The lack of a common meeting point (like the press room was the last time around) has led to this weird situation between all of us. Since we’re all in sessions for most of the day and the majority of them don’t overlap I actually didn’t see anyone else from the Lifehacker crew today. Sure there were a couple emails shot about but apart from that I’ve had no contact with them. After the experience I had travelling with DFAT it certainly feels a bit weird to me as we’d always meet up after work for dinner and a chat, something which was always fun after you got over that initial getting-to-know-you hurdle.

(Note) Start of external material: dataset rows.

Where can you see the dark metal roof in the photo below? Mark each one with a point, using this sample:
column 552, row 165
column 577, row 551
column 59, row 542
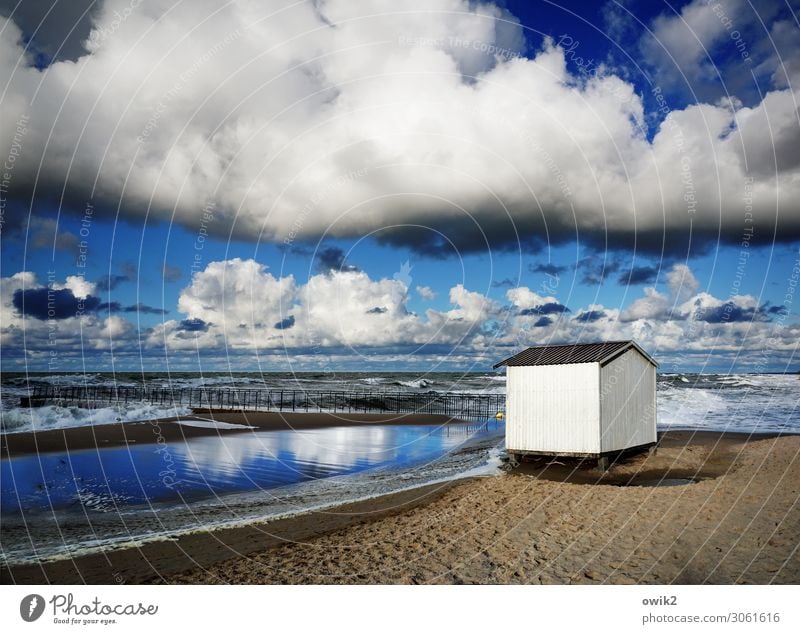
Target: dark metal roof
column 602, row 352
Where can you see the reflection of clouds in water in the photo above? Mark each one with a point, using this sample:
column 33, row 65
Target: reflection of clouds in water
column 219, row 454
column 330, row 449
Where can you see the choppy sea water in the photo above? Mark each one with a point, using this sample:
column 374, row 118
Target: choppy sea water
column 723, row 402
column 58, row 505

However this also afforded me a little freedom to do what I pleased after TechEd finished. After battling with dodgy Internet to get my post and pictures uploaded for the better part of an hour I finally made it out of the hotel and set out to look for some local cuisine. I’d tracked down a decent looking restaurant called Luke¬†and, after walking in circles and almost giving up on finding it, settled in for a nice meal of baked oysters, a burger and an Oaked Arrogant Bastard ale. The food was quite incredible as the following photo will attest:


I had thought ahead and brought my camera with me to the restaurant (none of the pics I’ve uploaded so far are from it, however) and afterwards I went on a bit of a tour around the area near my hotel. There was no limit of interesting subjects, at least for someone like me, and looking over the photos shows that I should have at least a couple keepers, maybe more once I get done with them in Lightroom. I was going to install a copy of it on this laptop however I don’t really have the time to go through them right now, unless I want to cut sleep out completely. It’s enough to satisfy me should I not get another chance, but I’m hoping to spend the better part of Friday doing the same thing again, only during the day.

So two days and two more posts to go. I’m feeling an awful lot better about this whole thing and I feel like its going to be reflected in my writing. Hopefully I luck into some more of those inspirational sessions as whilst I’ve got a general idea of what I want to write those kinds of posts always feel a whole bunch better. We shall have to see though and I’d better stop prattling on here in favor of getting some decent rest before tomorrow.